The recent bipartisan activity in the House and Senate on improving the Toxic Substances Control Act (TSCA) has shone a light on the ability of Republicans, Democrats and various stakeholders to come together to reform an outdated statute. The Senate bill, the Lautenberg Chemical Safety Act, has 40 bipartisan co-sponsors evenly split between Democrats and Republicans and is making its way to the Senate floor. Earlier this month, the House Energy and Commerce Environment and Economy Subcommittee unanimously (21-0) reported out the TSCA Modernization Act, which will now go before the full committee for consideration.
The bipartisan efforts are key to ensuring that the federal chemical regulatory system is updated for the modern era. The need for such reform is great. TSCA is an antiquated law that no longer provides adequate protection. In the nearly 40 years since enactment, Congress has never amended the basic provisions of the law and instead has only passed limited, narrow amendments.
The momentum this year is due not just to the proactive efforts of these members and public health and environmental advocacy groups, but also to the removal of a previous legislative hurdle. After years of opposing TSCA reform, many in the industry are now willing to accept more federal regulation. Currently, each state has significant control over the use of toxic substances within its borders, and many state governments have tried to address some of TSCA’s failings by enacting stricter laws. The existence of a myriad of state laws has created an ever-changing patchwork of different state-level regulations that the chemical industry must follow. Businesses need greater certainty and predictability for planning. They also want to restore consumer confidence in their products. These challenges have meant that much of the industry opposition to increasing the Environmental Protection Agency’s (EPA) ability to regulate toxic substances has decreased over the past few years.

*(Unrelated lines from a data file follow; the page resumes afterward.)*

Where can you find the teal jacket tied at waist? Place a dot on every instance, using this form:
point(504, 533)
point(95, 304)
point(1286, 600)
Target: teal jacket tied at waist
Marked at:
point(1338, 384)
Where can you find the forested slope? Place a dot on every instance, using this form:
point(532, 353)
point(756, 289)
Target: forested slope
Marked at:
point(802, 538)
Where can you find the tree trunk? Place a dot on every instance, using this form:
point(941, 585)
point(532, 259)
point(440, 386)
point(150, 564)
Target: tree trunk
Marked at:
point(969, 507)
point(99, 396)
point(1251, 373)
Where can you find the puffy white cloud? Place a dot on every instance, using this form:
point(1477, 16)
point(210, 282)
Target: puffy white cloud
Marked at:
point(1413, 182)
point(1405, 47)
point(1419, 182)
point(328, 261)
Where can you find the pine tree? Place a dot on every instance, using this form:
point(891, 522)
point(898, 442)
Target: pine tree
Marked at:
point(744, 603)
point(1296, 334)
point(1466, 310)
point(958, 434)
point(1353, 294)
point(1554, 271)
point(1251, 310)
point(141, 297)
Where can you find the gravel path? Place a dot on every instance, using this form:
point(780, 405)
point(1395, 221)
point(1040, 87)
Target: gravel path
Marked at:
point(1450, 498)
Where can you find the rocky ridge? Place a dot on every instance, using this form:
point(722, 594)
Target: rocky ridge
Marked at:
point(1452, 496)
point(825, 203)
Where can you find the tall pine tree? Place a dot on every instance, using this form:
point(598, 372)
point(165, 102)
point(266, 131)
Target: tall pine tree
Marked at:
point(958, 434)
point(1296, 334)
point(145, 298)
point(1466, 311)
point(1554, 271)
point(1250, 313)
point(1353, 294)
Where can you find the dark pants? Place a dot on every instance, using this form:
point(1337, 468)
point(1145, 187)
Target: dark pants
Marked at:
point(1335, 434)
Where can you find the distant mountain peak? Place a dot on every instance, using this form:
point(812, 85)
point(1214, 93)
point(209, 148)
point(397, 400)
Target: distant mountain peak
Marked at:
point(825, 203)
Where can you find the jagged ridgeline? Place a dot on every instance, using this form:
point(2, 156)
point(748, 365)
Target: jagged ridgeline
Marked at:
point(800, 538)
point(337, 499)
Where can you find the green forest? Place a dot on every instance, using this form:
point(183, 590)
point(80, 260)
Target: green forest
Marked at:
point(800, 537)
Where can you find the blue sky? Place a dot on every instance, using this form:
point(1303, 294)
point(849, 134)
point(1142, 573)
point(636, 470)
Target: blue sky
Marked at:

TSCA covers most chemicals used in industry and in commercial and consumer products, though it does not include uses in cosmetics, drugs, and food and food packaging regulated by the Food and Drug Administration, or uses in pesticides covered by the EPA under the Federal Insecticide, Fungicide, and Rodenticide Act. Despite this broad mandate, the EPA’s authority under TSCA is lacking. The Lautenberg Act, which passed the Senate Environment and Public Works Committee, would enable the EPA to take common sense actions and have the basic authorities that many Americans assume it already does. A few key examples are the authority to review the safety of all chemicals in commerce, requiring a safety finding before a new chemical can enter the market, and the requirement to protect infants and pregnant women from harmful chemicals.
There are a variety of public health and environmental loopholes in the current TSCA law. One significant loophole is that a very small fraction of chemicals in use in U.S. commerce have ever been reviewed for safety. This is partially due to a testing xatch-22. In order to require testing, the EPA must first make certain risk or exposure findings. The main criteria are: the chemical may present an unreasonable risk of injury to health or the environment; the chemical is produced in substantial quantities; or, there is or may be significant or substantial human exposure. However, making and demonstrating such risk or exposure findings is difficult without the data that testing would provide.
The current default position for existing chemicals is that with no or uncertain information, there is no action. In the past four decades, the EPA has required testing on fewer than 300 of the 62,000 chemicals that were grandfathered in when TSCA was enacted. The EPA imposes some type of testing requirement on roughly 4% of the Premanufacture Notices (PMNs) it reviews. While not all chemicals enter the marketplace after a PMN, the EPA has reviewed nearly 40,000 PMNs since TSCA was enacted; therefore, only about 2,000 new chemicals have been tested.
Further, if the EPA does find there is an unreasonable risk, TSCA mandates that the EPA apply the least burdensome means of adequately protecting against the unreasonable risk. In developing a rule, the EPA is directed to consider health and environmental effects, the usage of the substance, and the reasonably ascertainable economic consequences of the rule, including its effect on the national economy. This safety standard is overly burdensome, and has resulted in very few chemicals actually being regulated. The Lautenberg Act replaces this overly burdensome standard with a health-based standard.
Moreover, a court decision gutted TSCA’s ability to protect Americans from asbestos. In 1989, the EPA issued a final rule under TSCA that banned most asbestos-containing products. In 1991, the Fifth Circuit Court of Appeals vacated and remanded the rule. This court decision effectively overturned most of the original ban on the manufacture, importation, processing, or distribution in commerce of many asbestos-containing products originally covered by that rule. This also set the precedent that the EPA could not ban asbestos.
Lawmakers will continue TSCA reform negotiations to find common ground. If bipartisan cooperation prevails, further progress on much-needed improvements to bring TSCA into the 21st century can be made. Both the House and Senate TSCA bills are steps in the right direction.
The Bipartisan Policy Center believes that the current TSCA laws need to be updated. We will provide further commentary on this process in additional posts over the coming weeks.